XML 21 R8.htm IDEA: XBRL DOCUMENT v3.10.0.1
ACQUISITIONS
6 Months Ended
Jun. 30, 2018
Business Combinations [Abstract]  
ACQUISITIONS
ACQUISITIONS
We complete acquisitions from time to time in order to pursue our strategy of increasing our market presence by expanding our service base and enhancing our position in certain geographic areas as a leading provider of home health, hospice and personal care services. The purchase price paid for acquisitions is negotiated through arm’s length transactions, with consideration based on our analysis of, among other things, comparable acquisitions and expected cash flows. Acquisitions are accounted for as purchases and are included in our consolidated financial statements from their respective acquisition dates. Goodwill generated from acquisitions is recognized for the excess of the purchase price over tangible and identifiable intangible assets because of the expected contributions of the acquisitions to our overall corporate strategy. We typically engage outside appraisal firms to assist in the fair value determination of identifiable intangible assets. The preliminary purchase price allocation is adjusted, as necessary, up to one year after the acquisition closing date if management obtains more information regarding asset valuations and liabilities assumed.
On March 1, 2018, we acquired the assets of Christian Care at Home which provides home health services to the state of Kentucky for a total purchase price of $2.3 million. The purchase price was paid with cash on hand on the date of the transaction. Based on our preliminary purchase price allocation, we recorded goodwill of $2.3 million in connection with the acquisition during the three-month period ended March 31, 2018.

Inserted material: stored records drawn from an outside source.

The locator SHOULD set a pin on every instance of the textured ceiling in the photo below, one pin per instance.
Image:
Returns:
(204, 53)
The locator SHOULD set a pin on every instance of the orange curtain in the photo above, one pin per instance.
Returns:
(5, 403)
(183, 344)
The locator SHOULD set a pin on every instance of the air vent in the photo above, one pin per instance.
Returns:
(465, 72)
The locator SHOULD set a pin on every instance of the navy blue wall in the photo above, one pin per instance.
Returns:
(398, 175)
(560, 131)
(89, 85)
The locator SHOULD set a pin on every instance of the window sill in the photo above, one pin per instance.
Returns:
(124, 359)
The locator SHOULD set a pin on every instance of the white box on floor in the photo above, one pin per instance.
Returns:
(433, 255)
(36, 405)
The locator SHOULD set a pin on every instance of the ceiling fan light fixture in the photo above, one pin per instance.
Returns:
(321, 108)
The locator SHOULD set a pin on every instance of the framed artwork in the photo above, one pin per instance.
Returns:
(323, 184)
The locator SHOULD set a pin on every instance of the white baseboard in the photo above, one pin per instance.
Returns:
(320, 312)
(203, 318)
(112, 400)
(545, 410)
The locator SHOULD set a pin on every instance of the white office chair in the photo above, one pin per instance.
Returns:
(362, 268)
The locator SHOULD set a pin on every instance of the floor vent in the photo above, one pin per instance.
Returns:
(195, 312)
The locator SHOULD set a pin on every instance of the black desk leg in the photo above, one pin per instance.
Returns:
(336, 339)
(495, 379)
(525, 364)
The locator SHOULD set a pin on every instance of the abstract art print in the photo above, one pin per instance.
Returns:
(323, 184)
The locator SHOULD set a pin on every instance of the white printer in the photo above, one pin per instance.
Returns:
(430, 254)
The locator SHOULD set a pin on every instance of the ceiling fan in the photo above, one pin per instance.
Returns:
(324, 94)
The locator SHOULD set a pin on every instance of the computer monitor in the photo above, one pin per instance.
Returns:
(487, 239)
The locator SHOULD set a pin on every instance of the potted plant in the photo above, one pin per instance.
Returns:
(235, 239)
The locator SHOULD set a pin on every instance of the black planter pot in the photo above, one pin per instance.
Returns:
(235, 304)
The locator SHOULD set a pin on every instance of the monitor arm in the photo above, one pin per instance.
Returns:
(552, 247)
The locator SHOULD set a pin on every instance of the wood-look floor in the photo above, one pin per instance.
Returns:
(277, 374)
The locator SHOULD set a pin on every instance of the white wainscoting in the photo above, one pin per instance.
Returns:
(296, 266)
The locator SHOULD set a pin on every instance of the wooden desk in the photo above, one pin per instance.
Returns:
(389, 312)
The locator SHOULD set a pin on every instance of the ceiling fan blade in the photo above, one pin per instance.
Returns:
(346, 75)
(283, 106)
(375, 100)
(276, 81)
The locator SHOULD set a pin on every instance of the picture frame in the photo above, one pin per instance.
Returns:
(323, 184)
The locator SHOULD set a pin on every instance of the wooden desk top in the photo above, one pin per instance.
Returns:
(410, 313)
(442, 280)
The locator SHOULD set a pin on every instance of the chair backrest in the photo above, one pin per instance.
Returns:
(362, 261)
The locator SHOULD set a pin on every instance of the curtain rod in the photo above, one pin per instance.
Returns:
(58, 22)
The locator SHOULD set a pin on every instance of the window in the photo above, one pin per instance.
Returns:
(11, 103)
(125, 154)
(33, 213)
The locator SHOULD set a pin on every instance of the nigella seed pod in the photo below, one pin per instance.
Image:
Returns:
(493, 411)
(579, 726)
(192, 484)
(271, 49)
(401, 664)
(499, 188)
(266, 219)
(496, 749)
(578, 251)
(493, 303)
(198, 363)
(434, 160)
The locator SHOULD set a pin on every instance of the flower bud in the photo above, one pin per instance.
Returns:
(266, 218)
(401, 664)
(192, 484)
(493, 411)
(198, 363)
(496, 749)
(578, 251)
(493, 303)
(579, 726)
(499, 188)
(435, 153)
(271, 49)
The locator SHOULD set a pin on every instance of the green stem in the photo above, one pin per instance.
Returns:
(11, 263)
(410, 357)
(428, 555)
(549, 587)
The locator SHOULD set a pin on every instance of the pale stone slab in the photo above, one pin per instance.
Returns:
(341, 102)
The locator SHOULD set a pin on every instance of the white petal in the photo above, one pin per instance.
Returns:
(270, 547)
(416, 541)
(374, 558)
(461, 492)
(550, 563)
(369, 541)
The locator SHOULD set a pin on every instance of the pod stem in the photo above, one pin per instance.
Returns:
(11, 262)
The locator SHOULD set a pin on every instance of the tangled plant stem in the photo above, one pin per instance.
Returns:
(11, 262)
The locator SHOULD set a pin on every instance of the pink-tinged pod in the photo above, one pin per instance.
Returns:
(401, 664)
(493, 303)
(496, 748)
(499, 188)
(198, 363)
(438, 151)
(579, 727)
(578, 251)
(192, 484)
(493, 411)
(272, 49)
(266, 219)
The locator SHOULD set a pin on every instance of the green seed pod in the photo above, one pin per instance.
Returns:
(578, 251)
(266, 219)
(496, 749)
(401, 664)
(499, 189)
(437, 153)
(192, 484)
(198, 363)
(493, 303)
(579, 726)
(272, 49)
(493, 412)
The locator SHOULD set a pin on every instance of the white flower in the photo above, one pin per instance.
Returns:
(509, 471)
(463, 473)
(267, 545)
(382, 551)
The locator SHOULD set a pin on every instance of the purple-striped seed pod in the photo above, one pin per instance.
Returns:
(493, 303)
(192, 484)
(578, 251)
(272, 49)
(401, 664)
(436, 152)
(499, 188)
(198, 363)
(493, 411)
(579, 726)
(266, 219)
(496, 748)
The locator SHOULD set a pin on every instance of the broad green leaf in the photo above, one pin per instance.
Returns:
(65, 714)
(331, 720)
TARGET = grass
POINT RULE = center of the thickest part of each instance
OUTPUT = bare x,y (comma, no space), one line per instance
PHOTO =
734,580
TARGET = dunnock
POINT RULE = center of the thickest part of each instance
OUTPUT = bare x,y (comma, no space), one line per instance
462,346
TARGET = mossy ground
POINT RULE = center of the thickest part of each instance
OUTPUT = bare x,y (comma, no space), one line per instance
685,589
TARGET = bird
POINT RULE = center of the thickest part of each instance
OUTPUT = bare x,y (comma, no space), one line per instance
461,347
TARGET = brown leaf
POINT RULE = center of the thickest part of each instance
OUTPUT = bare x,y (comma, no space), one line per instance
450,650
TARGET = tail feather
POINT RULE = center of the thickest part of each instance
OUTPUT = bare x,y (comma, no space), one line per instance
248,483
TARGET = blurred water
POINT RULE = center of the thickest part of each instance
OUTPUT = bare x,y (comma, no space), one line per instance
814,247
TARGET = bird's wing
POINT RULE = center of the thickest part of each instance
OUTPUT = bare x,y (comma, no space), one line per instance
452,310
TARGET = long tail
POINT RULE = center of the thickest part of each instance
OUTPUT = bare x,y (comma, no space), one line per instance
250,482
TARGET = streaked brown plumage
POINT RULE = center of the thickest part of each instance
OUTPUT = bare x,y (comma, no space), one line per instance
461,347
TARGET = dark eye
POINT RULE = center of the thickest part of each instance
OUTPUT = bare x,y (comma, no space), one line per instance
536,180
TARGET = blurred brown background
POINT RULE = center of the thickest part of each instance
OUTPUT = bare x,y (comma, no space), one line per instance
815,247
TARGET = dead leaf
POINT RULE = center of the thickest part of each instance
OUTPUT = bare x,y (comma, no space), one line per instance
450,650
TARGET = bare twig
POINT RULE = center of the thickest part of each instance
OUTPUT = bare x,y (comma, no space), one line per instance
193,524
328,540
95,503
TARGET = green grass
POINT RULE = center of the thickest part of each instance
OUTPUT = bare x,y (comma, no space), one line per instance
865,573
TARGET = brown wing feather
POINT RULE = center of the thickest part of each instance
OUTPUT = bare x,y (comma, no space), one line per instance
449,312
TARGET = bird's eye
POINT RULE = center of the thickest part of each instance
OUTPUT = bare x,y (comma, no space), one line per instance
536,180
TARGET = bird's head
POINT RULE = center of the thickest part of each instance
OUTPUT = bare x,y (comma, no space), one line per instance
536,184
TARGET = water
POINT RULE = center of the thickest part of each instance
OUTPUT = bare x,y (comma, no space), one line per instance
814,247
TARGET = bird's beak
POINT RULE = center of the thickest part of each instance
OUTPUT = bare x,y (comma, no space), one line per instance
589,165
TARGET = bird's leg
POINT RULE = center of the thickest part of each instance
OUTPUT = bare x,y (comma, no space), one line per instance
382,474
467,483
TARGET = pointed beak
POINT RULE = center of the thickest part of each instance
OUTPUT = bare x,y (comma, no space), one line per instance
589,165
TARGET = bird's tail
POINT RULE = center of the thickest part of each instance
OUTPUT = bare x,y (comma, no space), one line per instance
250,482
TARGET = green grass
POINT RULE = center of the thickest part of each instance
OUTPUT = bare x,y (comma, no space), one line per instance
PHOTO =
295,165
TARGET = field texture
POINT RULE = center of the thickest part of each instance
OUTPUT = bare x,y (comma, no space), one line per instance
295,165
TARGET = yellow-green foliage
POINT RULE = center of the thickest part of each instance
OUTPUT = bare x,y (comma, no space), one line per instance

On May 1, 2018, we acquired the assets of East Tennessee Personal Care Services which owns and operates one personal-care care center servicing the state of Tennessee for a total purchase price of $2.0 million (subject to certain adjustments, of which $0.2 million was placed in a promissory note to be paid over 24 months, subject to any offsets or withholds for indemnification purposes). The purchase price was paid with cash on hand on the date of the transaction. During the three-month period ended June 30, 2018, we recorded goodwill of $1.9 million and other intangibles - non-compete agreements of $0.1 million in connection with the acquisition. The non-compete agreement will be amortized over a weighted-average period of 2.8 years.